Buna karşılık, 15 Temmuz darbesi tamamen farklıydı. Bir “Paralel Devlet” tarafından düzenlenmişti. Bunun nasıl mümkün olduğunu anlamak için meselenin özüne derinlemesine inmek gerekir. 15 Temmuz’daki post-modern darbe ordu tarafından düzenlenmedi, ordu kullanıldı ve bu durum Türk Devletinin menfaatine değildi. Darbe, Türk Devletine karşı, düzene karşı, Türk halkına karşı, Türkiye’yi yıkmak, manipüle etmek ve diğer bir başarısız devlete dönüştürmek amacıyla düzenlendi.

Komplo, FETÖ (Fethullahçı Terör Örgütü) Kemalist karşıtı ortak bir stratejinin parçasıyken Erdoğan’ın görevinin erken aşamasında başladı. Ancak bu adımlar ve stratejiler, “Türkiye’nin politik toplumunu Kemalist ordunun vesayetinden kurtarmak”, daha doğrusu onu Derin Devletin vesayetinden kurtarmak için tasarlandı.

Erdoğan ve Gülenciler, Derin Devletin Kemalistlerine bir zamanlar neden karşıydı? Osmanlı kimliğini içeren Kemalizm öncesi kimliğe dönüş çabası yüzünden, güçlü bir siyasi parti ve güçlü bir karizmatik liderle Türk toplumunun İslami köklerine dönüş… Bir çeşit sağ kanat dinsel popülizmiydi. Bu görüş, bu politikaları paylaşan ve bu kimliği kabul eden politikacıların, Türk kimliğinin evvelki muhafızlarına karşı, Derin Devlete karşı bir tür amansız mücadeleye girmesi gerektiğini varsaydı. Bu noktada FETÖ ve Erdoğan, Derin Devleti azaltmaya veya yıkmaya çabalayarak birlikte çalıştı. Erdoğan’a karşı evvelki darbe girişimi olayında muhtemel açıklama buydu. FETÖ hakimlerinin, Ergenekon’da Kemalist grubun hakimleri olarak hareket edenlerle neredeyse tamamen aynı kişiler olmasının sebebi buydu.

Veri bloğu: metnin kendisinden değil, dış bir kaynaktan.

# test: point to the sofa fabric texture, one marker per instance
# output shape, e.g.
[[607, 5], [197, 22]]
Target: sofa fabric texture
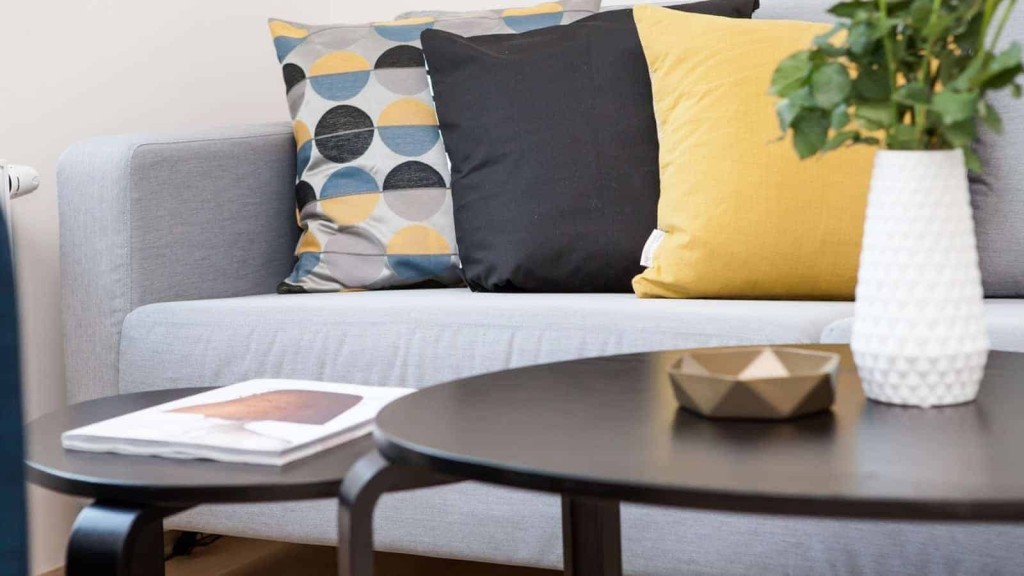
[[421, 337], [554, 151], [155, 217], [492, 524], [372, 178], [742, 217]]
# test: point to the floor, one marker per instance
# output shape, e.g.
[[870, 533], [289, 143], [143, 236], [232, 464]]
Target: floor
[[240, 557]]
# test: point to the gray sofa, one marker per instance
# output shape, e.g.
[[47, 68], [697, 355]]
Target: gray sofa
[[172, 246]]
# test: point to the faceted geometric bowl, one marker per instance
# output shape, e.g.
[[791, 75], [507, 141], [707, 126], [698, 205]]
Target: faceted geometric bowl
[[759, 382]]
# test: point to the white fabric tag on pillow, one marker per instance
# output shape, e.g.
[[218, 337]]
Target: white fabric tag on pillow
[[647, 257]]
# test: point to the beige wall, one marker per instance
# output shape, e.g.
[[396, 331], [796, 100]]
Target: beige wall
[[97, 67]]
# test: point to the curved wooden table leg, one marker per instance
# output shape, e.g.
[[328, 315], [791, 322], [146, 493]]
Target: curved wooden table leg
[[369, 479], [591, 536], [113, 539]]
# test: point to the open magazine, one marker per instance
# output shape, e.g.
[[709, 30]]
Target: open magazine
[[268, 422]]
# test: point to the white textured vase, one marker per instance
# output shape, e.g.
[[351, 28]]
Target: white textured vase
[[919, 333]]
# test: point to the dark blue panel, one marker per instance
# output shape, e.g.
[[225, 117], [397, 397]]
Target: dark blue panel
[[12, 529]]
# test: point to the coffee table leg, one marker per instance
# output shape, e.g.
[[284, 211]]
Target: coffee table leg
[[369, 479], [591, 537], [112, 539]]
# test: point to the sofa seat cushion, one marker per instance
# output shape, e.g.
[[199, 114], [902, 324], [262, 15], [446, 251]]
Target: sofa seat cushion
[[421, 337], [476, 522], [1005, 317]]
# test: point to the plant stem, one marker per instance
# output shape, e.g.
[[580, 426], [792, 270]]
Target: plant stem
[[891, 64], [921, 111]]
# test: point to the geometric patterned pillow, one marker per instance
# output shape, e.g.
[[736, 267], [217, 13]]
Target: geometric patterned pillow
[[373, 186]]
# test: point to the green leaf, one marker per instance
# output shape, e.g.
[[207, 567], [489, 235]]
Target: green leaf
[[872, 85], [791, 74], [1004, 69], [841, 138], [861, 38], [810, 130], [962, 133], [972, 160], [938, 28], [970, 77], [830, 85], [850, 9], [902, 137], [914, 93], [990, 117], [875, 116], [954, 107], [840, 117], [921, 12]]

Ancak tamamen CIA ve Birleşik Devletler (Paralel Devletin temsilcileri) tarafından kontrol edilen terörist FETÖ örgütüyle, Erdoğan arasındaki ayrılığın sebebi neydi? Politik veya ekonomik detayları bilmiyorum, fakat dışarıdan bakıldığında ikisi arasındaki çok önemli bir ayrımı fark ettim. Erdoğan, açıkça bir Türk ulusal egemenliği lideriydi. Türkiye’yi daha büyütmek, Türk toplumunu daha güçlendirmek, daha egemen, güçlü ve özgür hale getirmek için Türk politikasını Derin Devlet’in vesayetinden kurtarmak ve özgürleştirmeye çalıştı. FETÖ, Erdoğan’ın politikalarının bir çeşit taklidi, karanlık bir gölgesi gibiydi. Projeleri aşağı yukarı ortaktı; Kemalistlerle savaşmak. Fakat aynı zamanda kendi karizmatik liderleri Fethullah Gülen’i (Doğal olarak Türkiye’de değil, Amerika’da yaşıyordu.) destekleyerek, ağlarını genişleterek, Derin Devlet düzenini yok edip yerine Paralel Devlet’i yerleştirerek kendi tarikatçı kimliklerini dayatmaya çalışıyorlardı.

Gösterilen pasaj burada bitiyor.